Now, why tell this dog tale? Well, I think it causes us to stop and reflect on a couple of things. You see, if we are not careful, we can get bitten by an infected mosquito; and then we will begin to grow a parasite that may eventually choke the life out of our hearts if left untreated for to long. As we are approaching Good Friday in just a few hours, I'm thinking that is not what God wants for us at all!! Scripture tells me in the famous verse (John 3:16) that "God so loved the world that He sent his only son so that none shall perish but have ever lasting eternal life." No where does this verse or any other verse state that God desires for us to have the life choked out us. In fact, Peter wrote that God is waiting patiently so that none shall perish.

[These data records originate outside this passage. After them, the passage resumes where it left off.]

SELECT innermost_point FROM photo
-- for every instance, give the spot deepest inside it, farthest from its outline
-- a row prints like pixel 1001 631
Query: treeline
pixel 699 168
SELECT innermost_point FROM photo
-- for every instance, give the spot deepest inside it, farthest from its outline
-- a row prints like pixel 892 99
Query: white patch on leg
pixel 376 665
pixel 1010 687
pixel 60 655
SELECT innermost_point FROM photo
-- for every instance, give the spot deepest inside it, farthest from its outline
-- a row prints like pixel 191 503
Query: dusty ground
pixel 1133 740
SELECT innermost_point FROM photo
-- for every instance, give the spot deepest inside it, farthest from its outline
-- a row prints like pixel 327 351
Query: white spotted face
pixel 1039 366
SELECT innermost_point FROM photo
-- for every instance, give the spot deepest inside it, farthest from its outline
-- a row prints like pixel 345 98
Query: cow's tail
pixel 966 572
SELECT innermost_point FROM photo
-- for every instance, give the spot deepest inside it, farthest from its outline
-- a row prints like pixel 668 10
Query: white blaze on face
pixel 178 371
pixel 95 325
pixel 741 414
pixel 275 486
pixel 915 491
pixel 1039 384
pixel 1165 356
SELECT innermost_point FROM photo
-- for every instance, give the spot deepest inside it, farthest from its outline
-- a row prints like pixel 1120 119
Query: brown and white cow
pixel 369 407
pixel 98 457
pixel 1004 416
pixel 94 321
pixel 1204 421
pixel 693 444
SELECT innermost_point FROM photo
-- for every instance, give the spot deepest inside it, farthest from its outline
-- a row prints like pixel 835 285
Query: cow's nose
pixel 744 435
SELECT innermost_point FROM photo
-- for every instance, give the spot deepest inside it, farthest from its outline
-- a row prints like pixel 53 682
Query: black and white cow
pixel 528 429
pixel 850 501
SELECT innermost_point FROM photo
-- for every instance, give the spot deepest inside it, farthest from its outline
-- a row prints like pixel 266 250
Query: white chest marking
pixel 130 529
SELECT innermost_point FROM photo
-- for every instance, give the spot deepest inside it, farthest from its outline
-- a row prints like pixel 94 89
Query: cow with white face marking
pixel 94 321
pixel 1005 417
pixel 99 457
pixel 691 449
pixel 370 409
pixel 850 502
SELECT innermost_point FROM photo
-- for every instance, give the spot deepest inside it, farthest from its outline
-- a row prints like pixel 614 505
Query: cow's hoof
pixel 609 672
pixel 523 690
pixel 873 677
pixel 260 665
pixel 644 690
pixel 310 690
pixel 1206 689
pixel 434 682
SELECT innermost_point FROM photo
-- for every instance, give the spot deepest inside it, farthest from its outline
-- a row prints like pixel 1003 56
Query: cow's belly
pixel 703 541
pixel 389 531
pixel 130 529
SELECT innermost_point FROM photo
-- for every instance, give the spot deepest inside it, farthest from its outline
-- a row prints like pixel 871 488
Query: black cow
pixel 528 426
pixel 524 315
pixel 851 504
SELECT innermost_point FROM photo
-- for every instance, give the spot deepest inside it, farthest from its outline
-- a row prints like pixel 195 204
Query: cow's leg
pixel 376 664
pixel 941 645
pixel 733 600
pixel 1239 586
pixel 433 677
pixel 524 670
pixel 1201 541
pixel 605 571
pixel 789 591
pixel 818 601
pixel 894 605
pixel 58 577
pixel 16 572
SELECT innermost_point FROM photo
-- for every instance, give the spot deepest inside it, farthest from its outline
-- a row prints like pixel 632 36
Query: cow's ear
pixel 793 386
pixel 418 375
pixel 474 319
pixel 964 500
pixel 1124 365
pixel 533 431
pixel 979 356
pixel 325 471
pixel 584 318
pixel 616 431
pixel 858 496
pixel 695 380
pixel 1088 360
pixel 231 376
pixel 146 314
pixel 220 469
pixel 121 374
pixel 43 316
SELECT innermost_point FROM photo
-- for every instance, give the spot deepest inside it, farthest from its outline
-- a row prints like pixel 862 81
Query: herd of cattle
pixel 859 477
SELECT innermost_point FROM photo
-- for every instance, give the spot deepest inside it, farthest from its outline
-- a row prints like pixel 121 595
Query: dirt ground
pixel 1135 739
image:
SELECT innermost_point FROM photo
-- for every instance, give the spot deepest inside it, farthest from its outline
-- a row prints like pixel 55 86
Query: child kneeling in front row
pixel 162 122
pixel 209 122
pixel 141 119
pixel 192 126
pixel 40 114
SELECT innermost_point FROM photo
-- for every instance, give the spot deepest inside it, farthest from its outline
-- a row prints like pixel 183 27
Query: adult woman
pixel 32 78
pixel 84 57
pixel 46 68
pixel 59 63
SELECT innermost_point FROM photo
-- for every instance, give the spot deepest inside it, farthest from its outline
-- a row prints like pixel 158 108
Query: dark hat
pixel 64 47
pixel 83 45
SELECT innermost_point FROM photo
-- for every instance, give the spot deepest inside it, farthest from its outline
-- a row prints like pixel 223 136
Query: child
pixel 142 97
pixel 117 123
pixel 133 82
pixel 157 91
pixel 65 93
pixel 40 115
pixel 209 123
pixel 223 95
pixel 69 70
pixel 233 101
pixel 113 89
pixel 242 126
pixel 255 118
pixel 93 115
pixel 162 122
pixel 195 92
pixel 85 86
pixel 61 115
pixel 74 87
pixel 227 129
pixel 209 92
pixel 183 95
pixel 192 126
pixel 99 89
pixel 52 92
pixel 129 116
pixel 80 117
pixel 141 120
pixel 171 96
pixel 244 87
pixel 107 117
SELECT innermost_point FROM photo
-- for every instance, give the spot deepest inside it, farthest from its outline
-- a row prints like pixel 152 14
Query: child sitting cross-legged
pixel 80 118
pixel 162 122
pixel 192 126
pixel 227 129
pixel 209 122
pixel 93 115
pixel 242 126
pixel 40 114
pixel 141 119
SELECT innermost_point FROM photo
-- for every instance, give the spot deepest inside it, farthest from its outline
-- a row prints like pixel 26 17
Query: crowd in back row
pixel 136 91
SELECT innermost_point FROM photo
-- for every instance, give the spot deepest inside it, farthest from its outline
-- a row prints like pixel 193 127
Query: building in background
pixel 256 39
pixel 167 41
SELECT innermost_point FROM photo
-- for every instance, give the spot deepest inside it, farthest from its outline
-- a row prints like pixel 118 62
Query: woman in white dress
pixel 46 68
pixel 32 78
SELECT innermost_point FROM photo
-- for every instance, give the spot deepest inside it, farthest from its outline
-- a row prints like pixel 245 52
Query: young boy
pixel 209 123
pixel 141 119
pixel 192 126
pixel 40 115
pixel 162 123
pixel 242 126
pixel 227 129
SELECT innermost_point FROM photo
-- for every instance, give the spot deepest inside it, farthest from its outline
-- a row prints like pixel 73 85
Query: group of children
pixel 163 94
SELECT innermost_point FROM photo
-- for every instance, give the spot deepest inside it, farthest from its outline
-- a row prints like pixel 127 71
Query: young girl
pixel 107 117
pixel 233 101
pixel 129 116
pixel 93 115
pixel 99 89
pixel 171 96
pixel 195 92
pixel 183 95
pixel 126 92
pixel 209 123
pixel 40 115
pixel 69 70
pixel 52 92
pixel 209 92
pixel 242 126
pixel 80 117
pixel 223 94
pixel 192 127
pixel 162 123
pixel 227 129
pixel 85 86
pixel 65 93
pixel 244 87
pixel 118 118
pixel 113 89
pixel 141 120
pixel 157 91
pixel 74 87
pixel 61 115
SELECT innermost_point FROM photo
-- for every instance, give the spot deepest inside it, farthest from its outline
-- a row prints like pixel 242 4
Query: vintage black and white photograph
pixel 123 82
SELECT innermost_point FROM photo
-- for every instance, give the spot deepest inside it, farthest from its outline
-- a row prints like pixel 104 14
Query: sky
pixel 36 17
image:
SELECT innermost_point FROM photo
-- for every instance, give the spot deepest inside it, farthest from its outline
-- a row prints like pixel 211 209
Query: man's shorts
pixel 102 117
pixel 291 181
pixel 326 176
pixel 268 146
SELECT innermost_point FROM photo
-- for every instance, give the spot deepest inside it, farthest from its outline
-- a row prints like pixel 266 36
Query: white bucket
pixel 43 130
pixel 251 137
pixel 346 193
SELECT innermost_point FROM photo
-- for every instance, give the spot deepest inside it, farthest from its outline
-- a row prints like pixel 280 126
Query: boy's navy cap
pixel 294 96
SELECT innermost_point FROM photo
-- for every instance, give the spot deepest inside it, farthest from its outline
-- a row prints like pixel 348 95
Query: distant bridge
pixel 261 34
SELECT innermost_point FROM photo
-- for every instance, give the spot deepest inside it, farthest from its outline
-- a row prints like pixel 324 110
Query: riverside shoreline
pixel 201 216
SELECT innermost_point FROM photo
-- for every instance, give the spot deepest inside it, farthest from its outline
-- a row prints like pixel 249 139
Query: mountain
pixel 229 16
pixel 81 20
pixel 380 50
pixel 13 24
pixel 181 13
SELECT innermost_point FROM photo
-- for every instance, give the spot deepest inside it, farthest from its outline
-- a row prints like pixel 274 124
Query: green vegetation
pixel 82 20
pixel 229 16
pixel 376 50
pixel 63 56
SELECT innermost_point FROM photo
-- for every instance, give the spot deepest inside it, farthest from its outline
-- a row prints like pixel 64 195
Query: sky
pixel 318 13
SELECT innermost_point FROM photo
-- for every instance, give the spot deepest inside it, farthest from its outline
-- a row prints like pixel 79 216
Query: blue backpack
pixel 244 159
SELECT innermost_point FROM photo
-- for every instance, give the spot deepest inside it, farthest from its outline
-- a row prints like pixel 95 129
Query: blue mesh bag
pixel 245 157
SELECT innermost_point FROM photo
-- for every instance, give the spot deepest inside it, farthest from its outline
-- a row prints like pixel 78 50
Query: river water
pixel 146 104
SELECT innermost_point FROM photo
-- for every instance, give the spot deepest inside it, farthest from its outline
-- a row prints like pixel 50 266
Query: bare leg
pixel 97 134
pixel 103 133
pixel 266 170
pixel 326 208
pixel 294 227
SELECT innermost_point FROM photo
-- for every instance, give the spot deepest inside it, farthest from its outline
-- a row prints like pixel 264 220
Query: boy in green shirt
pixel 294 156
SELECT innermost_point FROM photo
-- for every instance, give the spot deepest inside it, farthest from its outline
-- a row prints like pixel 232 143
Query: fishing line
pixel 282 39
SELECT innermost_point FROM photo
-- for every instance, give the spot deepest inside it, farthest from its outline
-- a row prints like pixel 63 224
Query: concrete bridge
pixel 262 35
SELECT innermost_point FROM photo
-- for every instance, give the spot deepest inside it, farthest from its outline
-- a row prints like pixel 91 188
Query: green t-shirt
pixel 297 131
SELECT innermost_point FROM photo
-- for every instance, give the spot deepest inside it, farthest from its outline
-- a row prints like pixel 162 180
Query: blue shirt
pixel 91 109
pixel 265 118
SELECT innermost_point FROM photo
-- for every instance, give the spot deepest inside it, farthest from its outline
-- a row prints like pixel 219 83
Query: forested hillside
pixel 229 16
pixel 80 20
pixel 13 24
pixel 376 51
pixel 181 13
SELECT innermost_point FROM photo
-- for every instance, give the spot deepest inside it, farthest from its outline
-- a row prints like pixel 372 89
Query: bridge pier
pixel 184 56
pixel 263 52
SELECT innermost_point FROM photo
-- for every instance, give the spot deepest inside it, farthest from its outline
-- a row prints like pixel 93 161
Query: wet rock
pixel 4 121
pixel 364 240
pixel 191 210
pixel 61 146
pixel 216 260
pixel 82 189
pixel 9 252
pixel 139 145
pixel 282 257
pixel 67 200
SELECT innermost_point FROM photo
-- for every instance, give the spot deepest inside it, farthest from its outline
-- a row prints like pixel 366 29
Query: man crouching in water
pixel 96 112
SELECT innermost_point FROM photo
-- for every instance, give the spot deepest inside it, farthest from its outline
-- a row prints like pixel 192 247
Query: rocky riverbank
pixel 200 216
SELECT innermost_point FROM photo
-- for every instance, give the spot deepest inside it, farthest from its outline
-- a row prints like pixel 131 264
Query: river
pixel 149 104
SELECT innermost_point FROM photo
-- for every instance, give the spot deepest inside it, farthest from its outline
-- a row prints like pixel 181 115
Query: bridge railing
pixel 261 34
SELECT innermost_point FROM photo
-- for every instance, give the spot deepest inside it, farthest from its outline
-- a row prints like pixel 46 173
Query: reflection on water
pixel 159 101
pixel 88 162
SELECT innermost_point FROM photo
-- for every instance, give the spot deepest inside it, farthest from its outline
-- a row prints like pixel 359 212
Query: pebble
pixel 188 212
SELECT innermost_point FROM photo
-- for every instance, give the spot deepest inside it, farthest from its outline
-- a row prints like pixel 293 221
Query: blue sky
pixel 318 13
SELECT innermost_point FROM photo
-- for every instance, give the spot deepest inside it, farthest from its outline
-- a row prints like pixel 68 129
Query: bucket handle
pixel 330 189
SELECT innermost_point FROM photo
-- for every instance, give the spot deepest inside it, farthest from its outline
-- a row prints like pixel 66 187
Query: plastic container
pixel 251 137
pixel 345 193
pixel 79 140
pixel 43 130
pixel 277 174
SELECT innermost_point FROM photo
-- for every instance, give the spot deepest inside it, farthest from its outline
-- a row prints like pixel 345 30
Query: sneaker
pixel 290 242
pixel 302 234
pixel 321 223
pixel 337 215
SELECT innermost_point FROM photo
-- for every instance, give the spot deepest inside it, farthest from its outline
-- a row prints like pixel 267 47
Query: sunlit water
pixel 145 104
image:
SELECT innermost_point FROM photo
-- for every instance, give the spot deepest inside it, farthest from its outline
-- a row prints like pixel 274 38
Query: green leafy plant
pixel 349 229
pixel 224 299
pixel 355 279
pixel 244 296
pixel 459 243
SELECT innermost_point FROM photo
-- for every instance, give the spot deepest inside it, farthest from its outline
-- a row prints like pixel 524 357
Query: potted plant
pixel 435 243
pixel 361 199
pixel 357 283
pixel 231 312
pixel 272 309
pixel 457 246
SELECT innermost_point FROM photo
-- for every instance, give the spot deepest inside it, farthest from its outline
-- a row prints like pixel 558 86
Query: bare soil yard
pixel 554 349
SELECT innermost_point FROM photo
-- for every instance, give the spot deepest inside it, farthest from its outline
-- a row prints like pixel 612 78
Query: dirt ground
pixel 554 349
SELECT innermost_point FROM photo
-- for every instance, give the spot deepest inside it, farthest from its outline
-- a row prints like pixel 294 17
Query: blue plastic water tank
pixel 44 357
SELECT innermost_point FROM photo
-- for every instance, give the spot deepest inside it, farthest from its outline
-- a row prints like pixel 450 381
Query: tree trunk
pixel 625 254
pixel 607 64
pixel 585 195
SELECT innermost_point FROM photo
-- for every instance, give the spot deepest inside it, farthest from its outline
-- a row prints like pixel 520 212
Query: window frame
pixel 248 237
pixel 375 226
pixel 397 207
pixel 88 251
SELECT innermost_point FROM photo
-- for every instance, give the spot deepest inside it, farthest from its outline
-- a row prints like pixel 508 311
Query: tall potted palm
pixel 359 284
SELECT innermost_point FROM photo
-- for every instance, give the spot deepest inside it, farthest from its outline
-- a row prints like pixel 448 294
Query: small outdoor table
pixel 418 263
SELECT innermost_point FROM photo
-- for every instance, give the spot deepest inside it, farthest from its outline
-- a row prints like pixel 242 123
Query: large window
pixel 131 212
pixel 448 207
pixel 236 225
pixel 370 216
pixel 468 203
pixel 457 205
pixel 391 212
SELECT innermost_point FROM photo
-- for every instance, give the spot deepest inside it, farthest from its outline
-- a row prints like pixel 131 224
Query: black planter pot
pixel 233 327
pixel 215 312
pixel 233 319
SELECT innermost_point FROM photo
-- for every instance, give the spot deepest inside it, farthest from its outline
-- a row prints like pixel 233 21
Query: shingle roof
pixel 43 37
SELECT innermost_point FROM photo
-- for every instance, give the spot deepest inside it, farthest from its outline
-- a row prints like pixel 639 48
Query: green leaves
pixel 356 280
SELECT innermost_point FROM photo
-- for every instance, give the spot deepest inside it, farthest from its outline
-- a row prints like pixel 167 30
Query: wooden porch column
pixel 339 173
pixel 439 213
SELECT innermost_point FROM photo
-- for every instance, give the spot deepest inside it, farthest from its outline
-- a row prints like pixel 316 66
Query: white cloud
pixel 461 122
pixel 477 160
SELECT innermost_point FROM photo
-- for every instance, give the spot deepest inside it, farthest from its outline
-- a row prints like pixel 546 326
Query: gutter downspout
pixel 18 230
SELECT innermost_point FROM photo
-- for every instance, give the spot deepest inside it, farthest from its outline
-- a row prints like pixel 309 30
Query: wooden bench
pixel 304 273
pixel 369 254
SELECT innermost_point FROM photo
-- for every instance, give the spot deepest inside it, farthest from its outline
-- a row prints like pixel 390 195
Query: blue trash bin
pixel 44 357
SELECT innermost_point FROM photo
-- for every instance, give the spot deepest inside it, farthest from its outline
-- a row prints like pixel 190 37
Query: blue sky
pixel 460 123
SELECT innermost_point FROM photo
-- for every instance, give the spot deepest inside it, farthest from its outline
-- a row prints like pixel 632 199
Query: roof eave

So, what has bitten you? Who has bitten you? By identifying who or what has infected you is the first step in treating this heart killer. The power that it has over you is not as strong when you say it out loud because when it remains silent- it's a secret. A secret that Satan holds against you and torments you with. But when you have the courage to say it out loud it's liberating and you are no longer bound by your secret. This isn't about airing your dirty laundry to the world but it is about confessing your diseased heart to God- your creator and maker so He can operate on you and bring healing into your life. You may indeed decide to share whatever it is with a physical someone- someone who can walk with you on the journey. Someone who can pray for and with you. Someone who can be a vessel in which God uses but in order to bring on the healing process you must confess.

It's now Good Friday; and today we are going to remember Jesus' sacrifice on the cross- His dying for our sins, our transgressions. But, today is not the end...you see in three days, we will celebrate the Resurrection, the truth that He has risen, that He is ALIVE and that we are FREE in Him! He wants you to live like a princess or a prince. He wants you to have the best of everything- the lap of luxury! So, what's bitten you?